PEZA-approved investment pledges surge this year


INVESTMENT pledges approved by the Philippine Economic Zone Authority (PEZA) more than doubled this year, thanks to several big-ticket projects.

The PEZA in a statement said it approved 198 projects that are expected to generate P140.7 billion this year, 103% higher than the P69.3 billion in 2021.

With this, the investment promotion agency surpassed its 6.7% growth target for 2022.

“Despite the 29.85% decline in the first semester of the year 2022 compared to the first semester of 2021, we never lost hope that we will recover,” PEZA Officer-in-Charge Tereso O. Panga said.

“With the big-ticket investments that were prequalified by the Board for endorsement to the FIRB (Fiscal Incentives Review Board), we were able to record a positive increase in investments in 2022.”

The PEZA said investment approvals this year were the highest in four years or since the P140.2 billion recorded in 2018.

“At the rate we are going now, PEZA has achieved this year the level of annual investments approved in 2018. That means that the country’s ecozones and high-performance investments are back to the pre-pandemic, even surpassing the 2018 level,” Mr. Panga said.

The higher investments also reflect the improvement in the economic and political climate, he added.

At its Dec. 13 meeting, the PEZA Board approved 13 new and expansion projects worth P83.651 billion.

Three of these projects are by ecozone developers while 10 are by ecozone locators such as export manufacturing and information technology service enterprises.

According to PEZA, these projects will be located in Taguig City, Pangasinan, Cavite, Batangas, Laguna, Cebu, and Negros Occidental.

The investments mainly came from Japan, Singapore, the Netherlands, the United Kingdom, the United States, India, South Korea, the Republic of China, the British Virgin Islands, and Taiwan.

Philippine Chamber of Commerce and Industry President George T. Barcelon is hopeful the country will continue to attract more foreign investments next year.

“I think with all the efforts that the government has put in — I see that President Ferdinand R. Marcos, Jr. has been active in promoting the country for investment — so I would like to think that it will continue next year,” he said in a phone interview.

However, Mr. Barcelon noted foreign investments may slow next year as the global economy faces a more challenging outlook.

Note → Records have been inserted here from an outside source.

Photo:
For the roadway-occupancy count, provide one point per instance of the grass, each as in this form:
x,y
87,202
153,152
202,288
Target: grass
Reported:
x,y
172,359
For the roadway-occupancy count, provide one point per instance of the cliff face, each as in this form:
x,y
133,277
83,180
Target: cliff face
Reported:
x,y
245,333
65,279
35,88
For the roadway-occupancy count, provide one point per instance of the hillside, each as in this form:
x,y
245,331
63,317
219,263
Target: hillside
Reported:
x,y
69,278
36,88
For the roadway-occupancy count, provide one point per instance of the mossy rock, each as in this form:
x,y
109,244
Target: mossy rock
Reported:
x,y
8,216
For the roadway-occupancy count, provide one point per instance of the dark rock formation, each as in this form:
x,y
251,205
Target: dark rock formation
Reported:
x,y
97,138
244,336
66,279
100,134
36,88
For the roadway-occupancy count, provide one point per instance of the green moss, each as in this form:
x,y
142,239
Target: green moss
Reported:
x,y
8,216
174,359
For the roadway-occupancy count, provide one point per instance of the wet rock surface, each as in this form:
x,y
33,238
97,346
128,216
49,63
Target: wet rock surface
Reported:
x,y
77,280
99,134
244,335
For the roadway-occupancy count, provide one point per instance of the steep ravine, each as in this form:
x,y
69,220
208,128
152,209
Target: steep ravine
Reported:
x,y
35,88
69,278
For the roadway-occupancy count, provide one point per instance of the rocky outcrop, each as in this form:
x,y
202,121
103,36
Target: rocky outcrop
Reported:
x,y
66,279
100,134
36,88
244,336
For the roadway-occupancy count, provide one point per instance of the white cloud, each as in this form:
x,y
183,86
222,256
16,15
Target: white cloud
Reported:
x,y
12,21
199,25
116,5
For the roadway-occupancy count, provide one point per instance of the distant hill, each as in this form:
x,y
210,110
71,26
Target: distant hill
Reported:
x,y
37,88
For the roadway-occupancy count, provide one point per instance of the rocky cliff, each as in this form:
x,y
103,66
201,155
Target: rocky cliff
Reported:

“It’s known now that the European economic situation is not quite optimistic, so that would maybe affect some of the investments that we will be expecting… Similar to North America, the recent increase in interest rates has put a halt to some of the optimistic projections for 2023,” he said.

Mr. Barcelon said the Philippine government still has to address concerns of investors, such as power availability and high power rates, among others.

Mr. Panga, on the other hand, is confident that more foreign direct investments will enter the country in 2023.

“What is important is we keep building and sustaining the confidence of investors and the country’s competitiveness in investment promotions and facilitations,” Mr. Panga said.

The Philippine economy grew by 7.7% in the first nine months of the year, putting it on track to surpass the government’s 6.5-7.5% full-year target.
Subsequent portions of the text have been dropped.